The body is more prone to stress in the final days.
Causes include:

  • Progesterone fluctuations
  • Blood sugar changes
  • Sleep disruption

Environmental stressors feel twice as intense during PMS.

3. PMS or PMDD? Clinical Distinction

PMS (Premenstrual Syndrome)

Emotional and physical symptoms experienced before menstruation.

Symptoms:

  • Tension
  • Fragility
  • Increased tearfulness
  • Appetite changes
  • Sleep irregularities

PMS affects about 75% of women.

PMDD (Premenstrual Dysphoric Disorder)

A much more severe form of PMS.

Symptoms:

  • Severe emotional collapse
  • Panic-like feelings
  • Withdrawal from social life
  • Impaired daily functioning
  • Severe anger outbursts

Affects only 3–8% of women.
Treatment is required.

4. Clinical Findings on Mood Across the Cycle

According to studies:

  • 64% of women feel more irritable in the luteal phase
  • 57% have reduced concentration
  • 46% experience lowered self-perception
  • 35% withdraw socially

These symptoms are not "personality traits" but entirely linked to the biological cycle.

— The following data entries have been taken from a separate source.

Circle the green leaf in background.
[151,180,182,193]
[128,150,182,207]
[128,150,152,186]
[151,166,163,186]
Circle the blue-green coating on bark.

5. Clinically Recommended Supports to Balance Mood

1. Magnesium (Especially in Luteal Phase)

Reduces muscle tension and regulates sleep quality.
Clinical studies show up to a 30% reduction in PMS complaints.

2. Omega-3

Supports serotonin receptors in the brain.
Helps balance mood.

3. Blood Sugar Stability

Rapid drops in blood sugar can cause:

  • Irritability
  • Lowered tolerance
  • Excessive emotional responses

Therefore:
✔ Protein
✔ Healthy fats
✔ Low glycemic carbs
are very effective.

4. Light Exercise

Even a 15–20 minute walk helps counteract progesterone’s inhibitory effect.

5. Reduce Caffeine

Especially in the luteal phase, caffeine can cause:

  • Palpitations
  • Tension
  • Increased irritability

6. Sleep Earlier in Luteal Phase

Corrects the "tired mind – restless body" imbalance caused by progesterone.

7. Severe PMDD Cases

Professional support is required.
Effective interventions include:

  • SSRI medications
  • Cognitive behavioral therapy

6. Benefits of Cycle Tracking for Mood

Tracking the cycle provides improvements in:

  • Knowing when emotional ups and downs will occur
  • Planning more effectively
  • Reducing social burdens during sensitive times
  • Avoiding unnecessary self-pressure
  • Reducing conflicts with partners
  • Approaching children, spouse, family more appropriately

In short, it makes controlling mood easier.

7. When to See a Doctor?

Professional support is essential if any of the following occur:

  • Anger outbursts
  • Severe depression
  • Inability to perform daily tasks
  • Social withdrawal
  • Hopelessness
  • Suspected PMDD
  • Severe PMS lasting 3 consecutive months

CONCLUSION

Mood changes during the menstrual cycle are not "emotionality" or "capriciousness"; they are a clinical reality directly linked to hormones and biology.

Understanding the cycle means understanding one’s own psychology.
This awareness strengthens mental health and improves quality of life.